On Monday evening, a video began to permeate the Internet. In it, a young, black, female student in class at Spring Valley High School in Columbia, South Carolina is flipped over while sitting at her school desk, then dragged across the floor by a white, male school resource officer (SRO). On Wednesday, Richland Country Sheriff Leon Lott announced at a press conference that the SRO in question, Deputy Ben Fields, has been fired as a result of the incident. But Lott added that, in his opinion, the whole situation was initiated by the student. Yep, Sheriff Lott said that the student started it.

According to BuzzFeed, Lott's exact words on the matter were, "We must not lose sight that the whole incident was started by this student," after which he added that this did not justify Fields' actions. As if this situation weren't already completely infuriating, unacceptable, and devastating enough, we have yet another old white dude in a position of power telling a young black woman (a minor in high school, at that) that something horrible that happened to her is essentially her own fault. The implication is that If the student hadn't "started it," then maybe she wouldn't have gotten dragged across the room.

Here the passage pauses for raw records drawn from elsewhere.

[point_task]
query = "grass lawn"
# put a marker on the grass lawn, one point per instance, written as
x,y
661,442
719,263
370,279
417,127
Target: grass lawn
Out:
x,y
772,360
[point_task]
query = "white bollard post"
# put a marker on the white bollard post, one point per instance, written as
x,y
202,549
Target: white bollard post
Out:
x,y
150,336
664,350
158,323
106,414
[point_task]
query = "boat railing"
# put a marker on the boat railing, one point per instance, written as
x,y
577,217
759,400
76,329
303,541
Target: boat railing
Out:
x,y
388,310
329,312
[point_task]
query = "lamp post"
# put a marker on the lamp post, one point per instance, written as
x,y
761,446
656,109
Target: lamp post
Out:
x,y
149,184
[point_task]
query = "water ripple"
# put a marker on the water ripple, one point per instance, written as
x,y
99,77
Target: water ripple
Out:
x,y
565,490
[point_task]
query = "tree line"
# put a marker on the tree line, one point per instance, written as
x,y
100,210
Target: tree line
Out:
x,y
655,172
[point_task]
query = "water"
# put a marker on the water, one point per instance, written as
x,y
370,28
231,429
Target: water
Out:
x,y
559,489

How about we as a society just agree that we don't throw unarmed teenagers across the room, regardless of what they did or did not "initiate"? It doesn't matter that the student's noncompliance set off a chain of events that lead to her teacher to call in administration, and for administration to call an SRO (again, because she was merely sitting there and refusing to leave the room where she was being educated on a school day). It's preposterous and entirely unfair to suggest that the resulting actions were somehow the fault of the student. Fields has not yet released a statement about his actions on Monday, or the subsequent fallout. Bustle has reached out to Fields for comment.

Lott conceded that "Fields did not follow proper training and proper procedure when he threw the student across the room," and also fired him for his treatment of the student. I interpret these statements as an admission that Fields was utterly in the wrong, and in the wrong to the extent that it was determined he was not fit for his post as an officer of the law. How can it be that Fields' actions were unjustifiable, but at the same time prompted by the students actions? I'd like to be able to say "I can't believe that it's 2015 and we are still having this conversation," but frankly, I'm not surprised. This is just one in a series of many egregious incidents in which women are told that the violence inflicted upon them is their fault.

Even when firing Fields for what he had done, Lott was unwilling to admit that the student was not at all to blame. Even though the entire country saw a teenager sitting in her desk get flipped over and dragged several feet across the floor, Lott is apparently unable wrap his mind around the idea that the entire event was initiated and executed by Fields himself.